39 Ziet nu, dat Ik, Ik Die ben, en geen God met Mij, Ik dood en maak levend; Ik versla en Ik heel; en er is niemand, die uit Mijn hand redt!
“See now that I myself am he. There is no elohim ·deity· with me. I kill and I make alive. I wound and I heal. There is no one who can deliver out of my hand.
40 Want Ik zal Mijn hand naar den hemel opheffen, en Ik zal zeggen: Ik leef in eeuwigheid!
For I lift up my hand to heaven and declare, as I live forever,
41 Indien Ik Mijn glinsterend zwaard wette, en Mijn hand ten gerichte grijpt, zo zal Ik wraak op Mijn tegenpartijen doen wederkeren, en Mijn hateren vergelden.
if I sharpen my glittering sword, my hand grasps it in judgment; I will take vengeance on my adversaries, and will repay those who hate me.
42 Ik zal Mijn pijlen dronken maken van bloed, en Mijn zwaard zal vlees eten; van het bloed des verslagenen en des gevangenen, van het hoofd af zullen er wraken des vijands zijn.
I will make my arrows drunk with blood. My sword shall devour flesh with the blood of the slain and the captives, from the head of the leaders of the enemy.”
43 Juicht, gij heidenen, met Zijn volk! want Hij zal het bloed Zijner knechten wreken; en Hij zal de wraak op Zijn tegenpartijen doen wederkeren, en verzoenen Zijn land en Zijn volk.
Rejoice, you nations, with his people, for he will avenge the blood of his servants. He will take vengeance on his adversaries, and will make atonement for his land and for his people.

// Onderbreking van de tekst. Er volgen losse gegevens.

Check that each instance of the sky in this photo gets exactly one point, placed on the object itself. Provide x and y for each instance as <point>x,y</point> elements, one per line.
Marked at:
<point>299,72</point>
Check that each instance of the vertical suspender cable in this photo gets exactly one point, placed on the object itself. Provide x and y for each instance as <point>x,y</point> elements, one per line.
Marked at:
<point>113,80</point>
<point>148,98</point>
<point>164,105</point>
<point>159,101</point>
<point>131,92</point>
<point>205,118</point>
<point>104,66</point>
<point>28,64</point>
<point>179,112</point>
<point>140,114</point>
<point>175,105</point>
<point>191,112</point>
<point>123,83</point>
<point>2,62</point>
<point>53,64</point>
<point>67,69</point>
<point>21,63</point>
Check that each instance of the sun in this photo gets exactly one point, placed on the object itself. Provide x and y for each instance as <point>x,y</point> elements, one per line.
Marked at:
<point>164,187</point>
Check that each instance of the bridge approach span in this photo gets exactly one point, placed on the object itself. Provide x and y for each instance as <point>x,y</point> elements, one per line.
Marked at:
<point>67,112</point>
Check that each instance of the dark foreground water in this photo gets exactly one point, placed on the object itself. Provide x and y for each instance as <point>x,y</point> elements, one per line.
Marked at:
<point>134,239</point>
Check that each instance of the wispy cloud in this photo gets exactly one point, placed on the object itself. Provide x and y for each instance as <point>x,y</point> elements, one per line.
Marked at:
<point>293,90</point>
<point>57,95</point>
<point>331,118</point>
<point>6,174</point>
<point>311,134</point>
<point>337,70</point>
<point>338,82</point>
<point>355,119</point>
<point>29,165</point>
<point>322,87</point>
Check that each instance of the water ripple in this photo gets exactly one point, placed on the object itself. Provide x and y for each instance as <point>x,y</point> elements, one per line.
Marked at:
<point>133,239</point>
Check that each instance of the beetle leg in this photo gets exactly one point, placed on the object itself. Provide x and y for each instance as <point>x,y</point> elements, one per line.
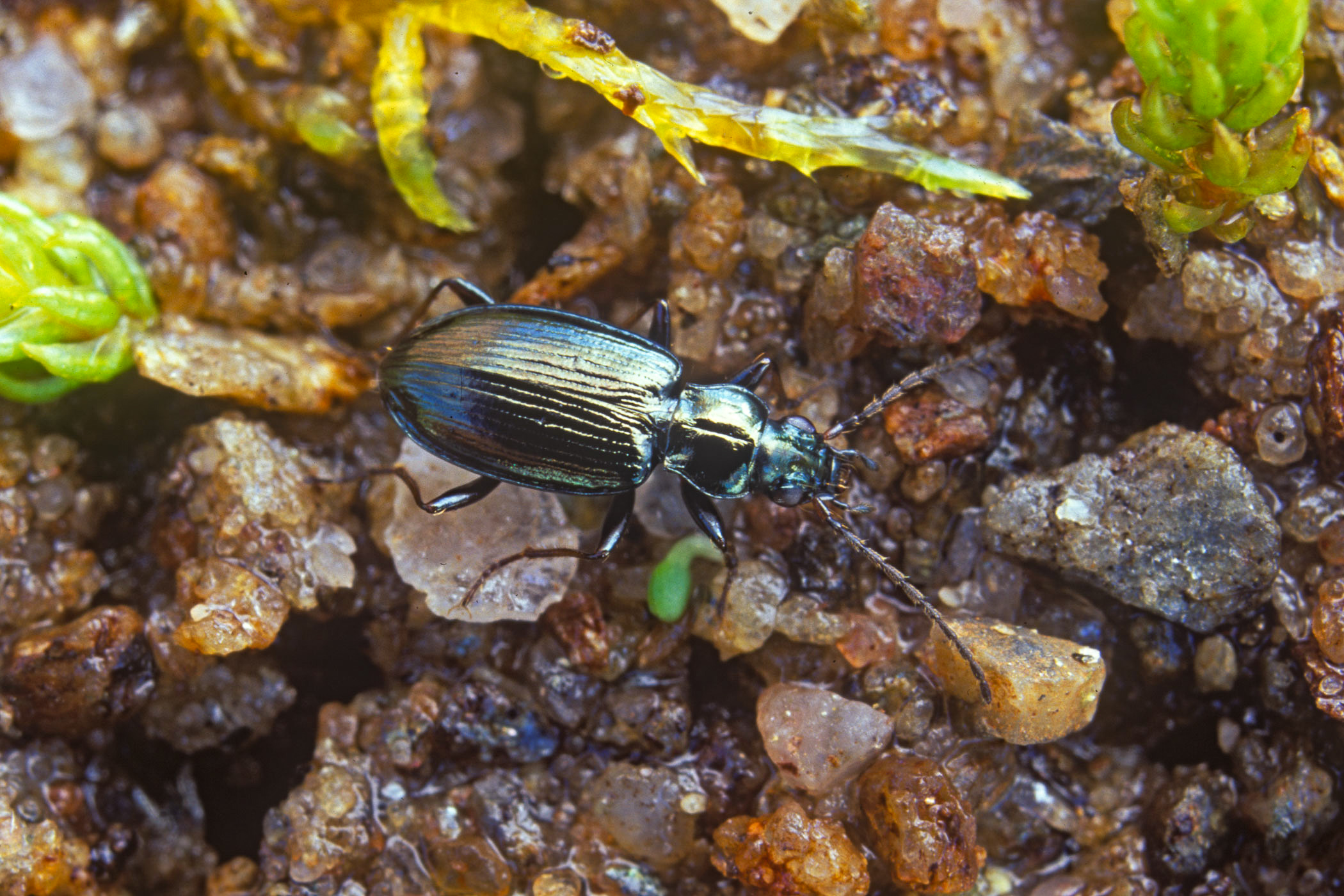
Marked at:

44 En Mozes kwam, en sprak al de woorden dezes lieds voor de oren des volks, hij en Hosea, de zoon van Nun.
Moses [Drawn out] came and spoke all the words of this song in the ears of the people, he and Joshua [Yah Salvation] the son of Nun.
45 Als nu Mozes geeindigd had al die woorden tot gans Israel te spreken;
Moses [Drawn out] finished reciting all these words to all Israel [God prevails].

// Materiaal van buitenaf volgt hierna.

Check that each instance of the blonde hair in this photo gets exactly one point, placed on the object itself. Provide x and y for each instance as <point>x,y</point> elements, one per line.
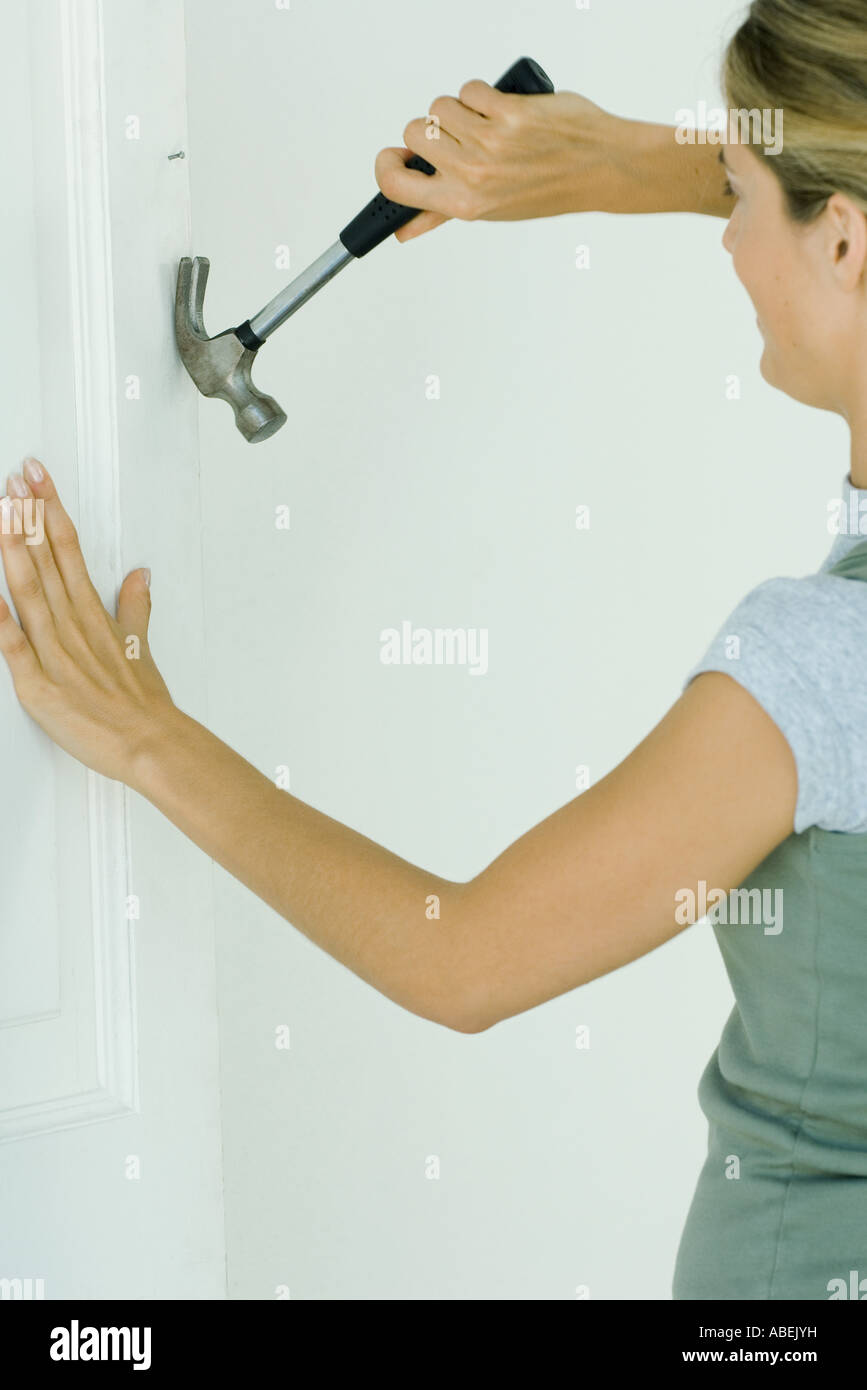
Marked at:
<point>809,60</point>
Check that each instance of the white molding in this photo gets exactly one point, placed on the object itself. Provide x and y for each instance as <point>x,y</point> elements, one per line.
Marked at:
<point>96,462</point>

46 Zo zeide hij tot hen: Zet uw hart op al de woorden, die ik heden onder ulieden betuige, dat gij ze uw kinderen gebieden zult, dat zij waarnemen te doen al de woorden dezer wet.
He said to them, “Set your heart to all the words which I testify to you today, which you shall enjoin your children to observe to do, all the words of this Torah ·Teaching·.
47 Want dat is geen vergeefs woord voor ulieden; maar het is uw leven; en door ditzelve woord zult gij de dagen verlengen op het land, waar gij over de Jordaan naar toe gaat, om dat te erven.
For it is no vain thing for you; because it is your life, and through this thing you shall prolong your days in the land, where you go over the Jordan [Descender] to possess it.”
48 Daarna sprak de HEERE tot Mozes, op dienzelfden dag, zeggende:
Adonai spoke to Moses [Drawn out] that same day, saying,
49 Klim op den berg Abarim (deze is de berg Nebo, die in het land van Moab is, die tegenover Jericho is), en zie het land Kanaan, dat Ik den kinderen Israels tot een bezitting geven zal;
“Go up into this mountain of Abarim, to Mount Nebo, which is in the land of Moab [From father], that is across from Jericho [Fragrant, Moon]; and see the land of Canaan [Humbled], which I give to the children of Israel [God prevails] for a possession.
50 En sterf op dien berg, waarheen gij opklimmen zult, en word vergaderd tot uw volken; gelijk als uw broeder Aaron stierf op den berg Hor, en werd tot zijn volken vergaderd.
Die on the mountain where you go up, and be gathered to your people, as Aaron [Light-bringer] your brother died on Mount Hor, and was gathered to his people;
51 Omdat gijlieden u tegen Mij vergrepen hebt, in het midden der kinderen Israels, aan het twistwater te Kades, in de woestijn Zin; omdat gij Mij niet geheiligd hebt in het midden der kinderen Israels.
because you trespassed against me among the children of Israel [God prevails] at the waters of Meribah [Quarreling] of Kadesh, in the wilderness of Zin; because you didn’t uphold my holiness among the children of Israel [God prevails].
52 Want van tegenover zult gij dat land zien, maar daarheen niet inkomen, in het land, dat Ik den kinderen Israels geven zal.
For you shall see the land from a distance; but you shall not go there into the land which I give the children of Israel [God prevails].”